The theme for the sixth iteration of Artbeast is “Greenbeast,” according to senior arts administration major Elizabeth Smith.

“It’s focused on the intersection of art, culture and sustainability,” Smith said.

While coming up with the festival’s theme year after year can be a challenge, the creative team behind Artbeast had no trouble thinking of this year’s theme.

“The class unanimously came to the decision to use this theme because of how relevant it is with what is going on in the world today,” Smith said.

With the theme chosen, the class started organizing numerous activities for students to partake in. This year’s Artbeast will include activities like live music, mandala making, henna tattoos, t-shirt tye-dying, free food and more, Smith explained.

With event planning comes challenges, however, and the Artbeast creative team found bumps in the road while figuring out what activities to include.

“The biggest challenge we’ve faced with the preparation of Greenbeast has been finding ways to keep the activities eco-friendly and exciting,” Smith said.

Melody Marshall, senior arts administration major, is also a part of the festival’s creative team and found similar struggles with keeping the “green” in “Greenbeast.”

“Most of the challenges this year were really trying to make everything sustainable as well as affordable,” Marshall said. “There was also a challenge in making sure it was still a fun arts activity that students on campus would be interested in.”

Along with the challenges, the Artbeast team also encountered a few highlights in the creative process.

“The biggest highlight so far is seeing all of it come together and hearing people talk about it and tell me that they’re excited to see what we bring to Artbeast this year,” Marshall said. “I’ve also really enjoyed getting to work with this team. We all get along really well and are all friends outside of the class which makes this whole process so much easier. I can’t imagine how difficult it would be if we didn’t work so well together.”
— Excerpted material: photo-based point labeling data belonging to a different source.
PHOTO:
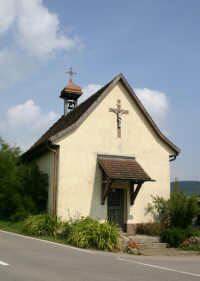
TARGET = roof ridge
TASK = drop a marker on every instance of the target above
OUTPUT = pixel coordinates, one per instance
(74, 118)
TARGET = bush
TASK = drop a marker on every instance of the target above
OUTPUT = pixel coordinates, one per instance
(178, 211)
(149, 228)
(41, 225)
(23, 187)
(89, 233)
(175, 236)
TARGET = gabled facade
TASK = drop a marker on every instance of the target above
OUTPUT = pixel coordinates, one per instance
(105, 158)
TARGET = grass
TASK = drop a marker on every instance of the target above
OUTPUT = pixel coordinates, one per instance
(17, 227)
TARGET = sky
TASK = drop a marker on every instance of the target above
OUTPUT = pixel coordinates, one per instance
(155, 44)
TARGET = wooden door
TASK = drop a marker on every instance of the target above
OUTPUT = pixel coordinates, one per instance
(116, 206)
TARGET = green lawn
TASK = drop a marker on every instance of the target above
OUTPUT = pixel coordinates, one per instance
(17, 227)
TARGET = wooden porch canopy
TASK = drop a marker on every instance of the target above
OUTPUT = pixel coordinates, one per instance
(116, 168)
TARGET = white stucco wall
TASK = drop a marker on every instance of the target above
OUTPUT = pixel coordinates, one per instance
(79, 188)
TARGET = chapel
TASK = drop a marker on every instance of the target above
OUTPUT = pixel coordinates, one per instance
(105, 157)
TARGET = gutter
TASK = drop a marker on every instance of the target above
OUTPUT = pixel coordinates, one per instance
(54, 180)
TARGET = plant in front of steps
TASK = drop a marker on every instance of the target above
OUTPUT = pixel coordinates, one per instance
(133, 248)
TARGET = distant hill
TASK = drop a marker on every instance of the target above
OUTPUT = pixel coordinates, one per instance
(189, 186)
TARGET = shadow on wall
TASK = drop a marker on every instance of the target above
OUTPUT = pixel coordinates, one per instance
(97, 211)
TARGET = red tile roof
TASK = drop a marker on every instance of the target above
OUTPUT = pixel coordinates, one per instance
(77, 116)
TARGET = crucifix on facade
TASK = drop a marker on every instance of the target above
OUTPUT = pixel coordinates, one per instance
(119, 112)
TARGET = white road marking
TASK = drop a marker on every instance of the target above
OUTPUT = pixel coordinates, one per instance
(161, 267)
(3, 263)
(49, 242)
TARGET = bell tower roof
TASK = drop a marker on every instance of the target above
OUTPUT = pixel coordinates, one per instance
(70, 94)
(71, 88)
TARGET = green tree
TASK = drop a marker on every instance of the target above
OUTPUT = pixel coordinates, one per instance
(23, 187)
(178, 211)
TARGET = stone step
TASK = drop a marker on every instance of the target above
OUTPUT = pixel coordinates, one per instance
(156, 245)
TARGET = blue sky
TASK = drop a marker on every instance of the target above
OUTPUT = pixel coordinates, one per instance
(154, 43)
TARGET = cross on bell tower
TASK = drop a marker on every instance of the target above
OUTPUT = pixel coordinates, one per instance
(71, 73)
(70, 94)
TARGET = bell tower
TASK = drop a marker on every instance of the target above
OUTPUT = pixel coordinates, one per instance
(70, 94)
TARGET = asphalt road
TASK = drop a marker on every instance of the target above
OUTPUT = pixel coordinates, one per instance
(26, 259)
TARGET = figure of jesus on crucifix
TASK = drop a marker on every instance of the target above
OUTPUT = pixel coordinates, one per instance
(119, 112)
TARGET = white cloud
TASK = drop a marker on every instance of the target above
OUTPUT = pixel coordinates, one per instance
(24, 123)
(33, 34)
(38, 30)
(7, 14)
(88, 91)
(16, 67)
(157, 104)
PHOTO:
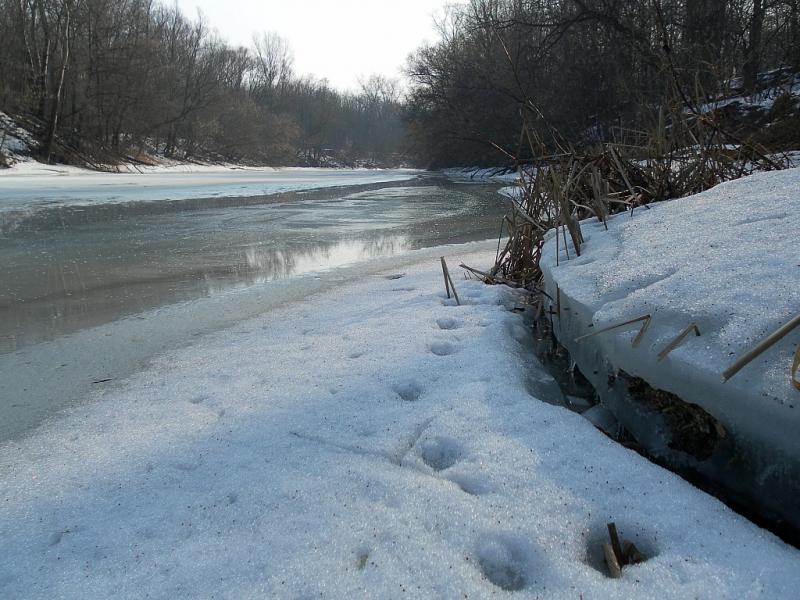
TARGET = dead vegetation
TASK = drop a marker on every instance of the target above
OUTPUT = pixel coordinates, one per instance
(685, 152)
For Smith, the best part of Artbeast was learning how to put it all together.

“Working on this year’s festival has been a great opportunity for the class to learn about event planning. We’ve also had the opportunity to collaborate with other organizations on campus such as the eco-reps and the Office of Sustainability,” Smith said.

Sophomore musical theatre major and Eco-Rep Emma Harris explained the role that the eco-reps played in ArtBeast’s formation.

“We shared some ideas with them, like the Trashion Show, that we had come up with earlier in the year but were unable to find a place for,” Harris said. 

For Harris, the biggest challenge came with communication and collaborating ideas with such a large number of people.

“The class in charge of planning the event and the Eco-Rep team includes a lot of people, so sometimes it gets to be difficult to sit down and have a meeting of the minds,” Harris said. “But overall I think we have worked really well together and I can’t wait to see what comes this collaboration in the future.”

Harris believes the environmentally-friendly aspect of this year’s festival will have a positive impact on ArtBeasts to come, and she cannot wait to see how it comes to fruition.

“The aspects we’ve been working on and planning are so innovative in the ways that they can highlight the creativity and expression of our student body without compromising our environmental impact,” Harris said. 

Smith is hoping Rider’s students look forward to this year’s Artbeast for all the reasons they have loved previous years.

“Students should get excited for Greenbeast because it’s going to be a truly exciting event with lots of activities, live music and so much more.” Smith said.

Published in the 5/1/19 issue of The Rider News.